出た男性に「恩赦の対象かどうか確認したい」と伝えると、慣れた調子で「そういう個別のことは検察に連絡して下さい。東京なら、東京地検(東京地方検察庁)に連絡して下さい」と言われた。
地検の電話は混み合っていて、4度目でつながった。同じように自分が対象かを知りたいと言うと、電話口の女性が、てきぱきとした調子で、名前、住所、生年月日、電話番号、罪名、裁判の日、罰金を払った日を聞いてきた。
一通り答えた後に言われたのは、「あなたの言うことが事実ならば、恩赦の対象になっている可能性は高いですが、こちらで調査し、改めて電話か郵送でご連絡します」 とのことだった。
“あなたの言うことが事実ならば”という、もってまわった慎重な役人らしい言い回しに、胃がキュッとなる。取り調べを受けていた日々の記憶と重なったのだと思う。
私が逮捕されたのは5年前の12月3日だった。経緯はこうだ。私の会社でアルバイトをしていた女性が、その年の夏に逮捕された。
彼女のつくった女性器をモチーフとした作品を会社のショールームに飾ったことで、警察から私に出頭要請が何度かあった。警察を無視するとやっかいなことになると身をもって知るのだが、この時は彼女を担当していた女性の弁護士から「私たちは徹底的に闘うので、警察は無視して下さい」と言われ鵜呑みにしてしまった。

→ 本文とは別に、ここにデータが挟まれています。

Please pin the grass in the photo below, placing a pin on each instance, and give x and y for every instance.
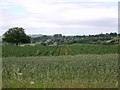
(26, 51)
(78, 71)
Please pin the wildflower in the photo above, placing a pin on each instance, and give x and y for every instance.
(20, 74)
(32, 82)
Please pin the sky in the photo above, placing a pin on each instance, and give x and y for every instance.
(67, 17)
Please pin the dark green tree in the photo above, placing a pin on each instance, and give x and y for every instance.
(16, 35)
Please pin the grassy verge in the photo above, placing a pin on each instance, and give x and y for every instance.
(83, 71)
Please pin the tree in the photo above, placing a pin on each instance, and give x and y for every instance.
(16, 35)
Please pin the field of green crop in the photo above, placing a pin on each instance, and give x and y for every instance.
(68, 66)
(25, 51)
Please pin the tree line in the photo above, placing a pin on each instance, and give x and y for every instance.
(17, 35)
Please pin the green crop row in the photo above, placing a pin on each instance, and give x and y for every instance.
(79, 71)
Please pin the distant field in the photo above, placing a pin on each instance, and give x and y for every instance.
(25, 51)
(83, 71)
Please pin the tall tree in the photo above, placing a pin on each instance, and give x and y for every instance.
(16, 35)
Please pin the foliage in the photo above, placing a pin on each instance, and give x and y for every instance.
(79, 71)
(25, 51)
(16, 35)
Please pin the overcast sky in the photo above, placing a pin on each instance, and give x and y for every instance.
(67, 17)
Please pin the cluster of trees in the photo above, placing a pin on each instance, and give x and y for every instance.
(17, 36)
(108, 38)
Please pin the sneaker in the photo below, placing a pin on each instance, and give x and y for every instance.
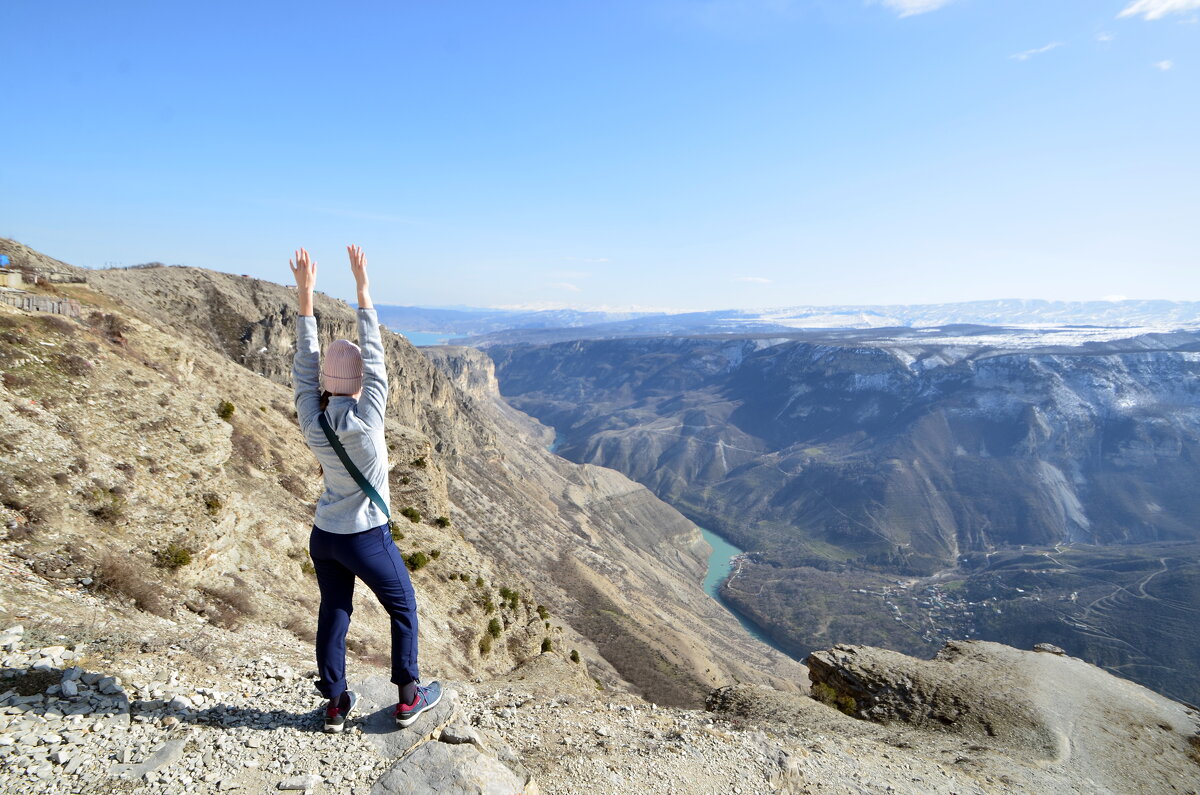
(335, 716)
(426, 699)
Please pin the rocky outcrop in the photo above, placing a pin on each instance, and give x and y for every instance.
(600, 554)
(1017, 491)
(1059, 710)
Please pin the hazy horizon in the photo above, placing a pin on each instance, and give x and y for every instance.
(683, 154)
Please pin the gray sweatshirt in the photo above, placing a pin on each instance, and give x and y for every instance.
(343, 507)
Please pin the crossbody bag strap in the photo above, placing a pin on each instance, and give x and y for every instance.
(336, 443)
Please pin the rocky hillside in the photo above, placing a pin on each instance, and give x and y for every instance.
(151, 450)
(156, 604)
(845, 465)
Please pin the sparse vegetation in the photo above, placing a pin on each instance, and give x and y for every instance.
(72, 364)
(174, 556)
(826, 694)
(213, 503)
(123, 575)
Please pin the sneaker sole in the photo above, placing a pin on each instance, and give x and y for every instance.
(403, 723)
(336, 728)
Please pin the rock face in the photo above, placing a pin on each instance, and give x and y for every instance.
(1057, 710)
(617, 571)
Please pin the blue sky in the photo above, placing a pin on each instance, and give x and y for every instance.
(666, 154)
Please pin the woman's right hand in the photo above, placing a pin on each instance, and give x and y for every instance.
(358, 266)
(305, 270)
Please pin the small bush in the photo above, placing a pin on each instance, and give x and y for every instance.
(301, 627)
(57, 323)
(16, 380)
(109, 326)
(109, 508)
(174, 556)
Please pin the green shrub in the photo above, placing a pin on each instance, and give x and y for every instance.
(174, 556)
(826, 694)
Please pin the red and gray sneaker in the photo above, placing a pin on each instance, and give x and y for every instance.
(426, 699)
(337, 712)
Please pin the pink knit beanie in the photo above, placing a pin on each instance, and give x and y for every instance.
(342, 368)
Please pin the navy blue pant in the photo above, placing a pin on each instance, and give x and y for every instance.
(372, 557)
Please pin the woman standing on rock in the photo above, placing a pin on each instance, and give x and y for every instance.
(351, 537)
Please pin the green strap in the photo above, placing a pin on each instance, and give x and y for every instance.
(336, 443)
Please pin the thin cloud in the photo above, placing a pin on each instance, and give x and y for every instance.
(912, 7)
(1158, 9)
(1030, 53)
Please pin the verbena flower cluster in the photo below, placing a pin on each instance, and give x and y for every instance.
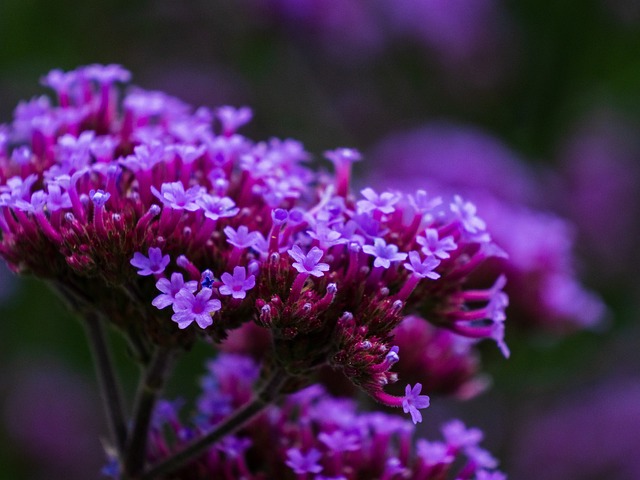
(544, 288)
(312, 436)
(174, 226)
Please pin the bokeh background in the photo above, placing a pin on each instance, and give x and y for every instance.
(542, 97)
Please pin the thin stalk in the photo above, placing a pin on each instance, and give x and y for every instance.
(239, 418)
(107, 382)
(151, 384)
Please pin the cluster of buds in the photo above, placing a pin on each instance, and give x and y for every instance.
(133, 207)
(312, 436)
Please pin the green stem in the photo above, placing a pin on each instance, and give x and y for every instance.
(108, 384)
(239, 418)
(151, 384)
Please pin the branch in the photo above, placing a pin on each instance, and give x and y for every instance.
(108, 384)
(150, 386)
(238, 419)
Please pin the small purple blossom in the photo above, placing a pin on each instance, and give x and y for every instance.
(207, 279)
(56, 198)
(459, 436)
(432, 245)
(309, 263)
(170, 288)
(189, 308)
(215, 207)
(237, 284)
(241, 238)
(385, 254)
(384, 202)
(433, 453)
(412, 402)
(302, 463)
(98, 197)
(173, 195)
(154, 264)
(466, 212)
(233, 118)
(339, 441)
(422, 268)
(107, 74)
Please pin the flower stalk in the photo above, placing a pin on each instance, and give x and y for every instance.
(262, 399)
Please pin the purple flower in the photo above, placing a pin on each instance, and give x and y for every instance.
(233, 118)
(385, 254)
(241, 238)
(308, 263)
(433, 453)
(237, 284)
(431, 245)
(487, 475)
(459, 436)
(56, 199)
(422, 268)
(107, 74)
(466, 212)
(189, 308)
(413, 401)
(98, 197)
(170, 289)
(173, 195)
(384, 202)
(154, 264)
(215, 207)
(304, 463)
(339, 441)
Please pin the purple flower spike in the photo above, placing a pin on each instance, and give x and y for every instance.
(413, 401)
(385, 254)
(237, 284)
(304, 463)
(308, 263)
(423, 268)
(189, 308)
(170, 289)
(154, 264)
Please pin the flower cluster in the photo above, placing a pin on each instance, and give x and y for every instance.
(313, 436)
(543, 287)
(133, 207)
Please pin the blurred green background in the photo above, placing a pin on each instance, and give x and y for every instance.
(544, 69)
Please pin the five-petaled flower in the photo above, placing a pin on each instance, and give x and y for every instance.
(308, 263)
(302, 463)
(237, 284)
(154, 264)
(385, 254)
(199, 308)
(413, 401)
(171, 288)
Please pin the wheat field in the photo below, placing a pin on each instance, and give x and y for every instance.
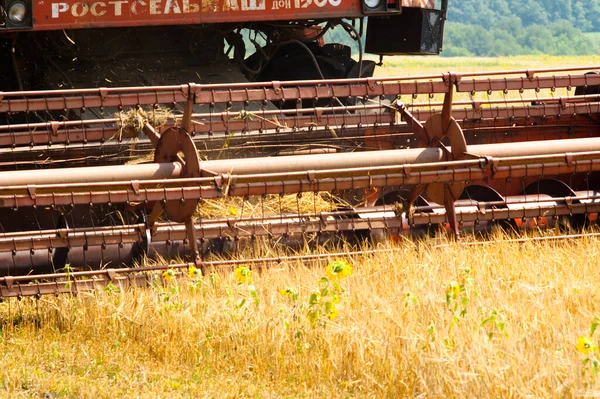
(419, 319)
(415, 320)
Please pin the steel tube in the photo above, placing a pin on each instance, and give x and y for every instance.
(369, 159)
(92, 174)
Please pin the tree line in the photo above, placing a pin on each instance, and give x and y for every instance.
(515, 27)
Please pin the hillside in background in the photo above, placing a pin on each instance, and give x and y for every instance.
(516, 27)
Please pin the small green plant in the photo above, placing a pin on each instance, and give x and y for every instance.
(458, 295)
(323, 304)
(588, 350)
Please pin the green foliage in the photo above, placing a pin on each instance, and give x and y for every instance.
(517, 27)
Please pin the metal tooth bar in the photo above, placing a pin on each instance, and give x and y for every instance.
(278, 91)
(103, 196)
(21, 286)
(390, 222)
(24, 188)
(571, 112)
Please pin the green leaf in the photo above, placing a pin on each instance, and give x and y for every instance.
(595, 325)
(240, 303)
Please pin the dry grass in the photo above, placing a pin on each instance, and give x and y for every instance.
(270, 205)
(395, 335)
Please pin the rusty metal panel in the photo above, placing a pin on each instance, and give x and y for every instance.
(71, 14)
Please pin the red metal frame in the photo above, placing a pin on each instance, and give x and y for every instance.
(73, 14)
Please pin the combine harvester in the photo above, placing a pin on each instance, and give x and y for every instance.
(76, 213)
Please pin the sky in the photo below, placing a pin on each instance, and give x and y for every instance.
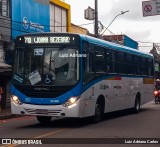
(132, 23)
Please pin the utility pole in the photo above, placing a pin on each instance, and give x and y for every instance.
(96, 19)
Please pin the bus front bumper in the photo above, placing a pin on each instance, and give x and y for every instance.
(46, 110)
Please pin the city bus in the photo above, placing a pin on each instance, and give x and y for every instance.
(73, 75)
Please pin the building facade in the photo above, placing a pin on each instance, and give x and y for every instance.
(78, 29)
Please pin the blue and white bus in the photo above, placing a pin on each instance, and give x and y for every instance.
(73, 75)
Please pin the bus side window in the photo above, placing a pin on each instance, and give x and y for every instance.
(109, 60)
(119, 62)
(137, 65)
(100, 63)
(129, 64)
(144, 66)
(88, 65)
(150, 67)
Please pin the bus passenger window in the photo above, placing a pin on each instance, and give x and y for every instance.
(100, 65)
(88, 66)
(109, 60)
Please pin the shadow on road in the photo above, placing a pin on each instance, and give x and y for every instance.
(77, 122)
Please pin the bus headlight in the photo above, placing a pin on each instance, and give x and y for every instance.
(71, 101)
(16, 99)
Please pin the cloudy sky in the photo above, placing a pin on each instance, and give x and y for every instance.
(132, 24)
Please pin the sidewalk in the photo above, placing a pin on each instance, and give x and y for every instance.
(6, 114)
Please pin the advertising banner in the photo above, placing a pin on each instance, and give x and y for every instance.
(30, 16)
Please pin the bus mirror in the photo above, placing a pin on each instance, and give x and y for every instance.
(107, 69)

悔しさが蘇ってくる。逃亡の恐れも証拠隠滅する必要もないのに、巻き込まれるように逮捕された。その上「恩赦」だなんて一方的だし、「罪人」感を再度突きつけられるようだ。
思い返せば霞が関の東京地検、東京のど真ん中で行われている日常は、前時代的な「恩赦」という古くさい制度が生々しくリアルに響く世界だった。人権など鑑みられない「罪人」の“刑場”だった。
逮捕された日。膣に何か入っていないかと、下着姿でジャンプさせられたこと。ちくわの揚げ物だけがおかずの朝食。
「人」ではなく「ガラ」(身柄のこと)と呼ばれ「1本、2本」と数えられたこと。まだ有罪判決が出る前に、十分に罪人にさせられるのが日本の逮捕だ。
あそこにいた人たちにも、恩赦の対象になった人がいるだろう。今回の恩赦は復権なので、罪が消えるわけでもない。
対象は罰金刑によって国家資格を奪われた建築家や、医師などのエリートだ。私が留置場で出会った女性たちはほぼ外国人と貧困層で、そもそも復権するような権利すら持っていないような状況を生きている女たちだった。今日もそんな女たちが、この明るい日射しの差す東京地検の深い地下で、暗い目をしているのだろう。
次に天皇が代わる時は、このような“前時代的な”制度はなくなっているかもしれない。法務省には、児童ポルノを所持した者も含まれるような55万人を恩赦するなら、袴田巌(いわお)を恩赦しろ!という声も来ているというが、その通りだと私も思う。
何より勾留され、奪われた「人権」は取り戻せない。恩赦の証明書を前に、権力の横暴に改めて圧倒される。A4一枚のこの紙で、私に戻ってきた権利は何だろう。
帰り際、私が他の階で降りないことを確認するためか、エレベーターホールまで担当者が丁重に付き添い、互いに一礼で別れた。「恩赦」の紙の重さをはかりかねている。とりあえず今はクリアファイルに入れ「未整理」状態で机の上に放置している。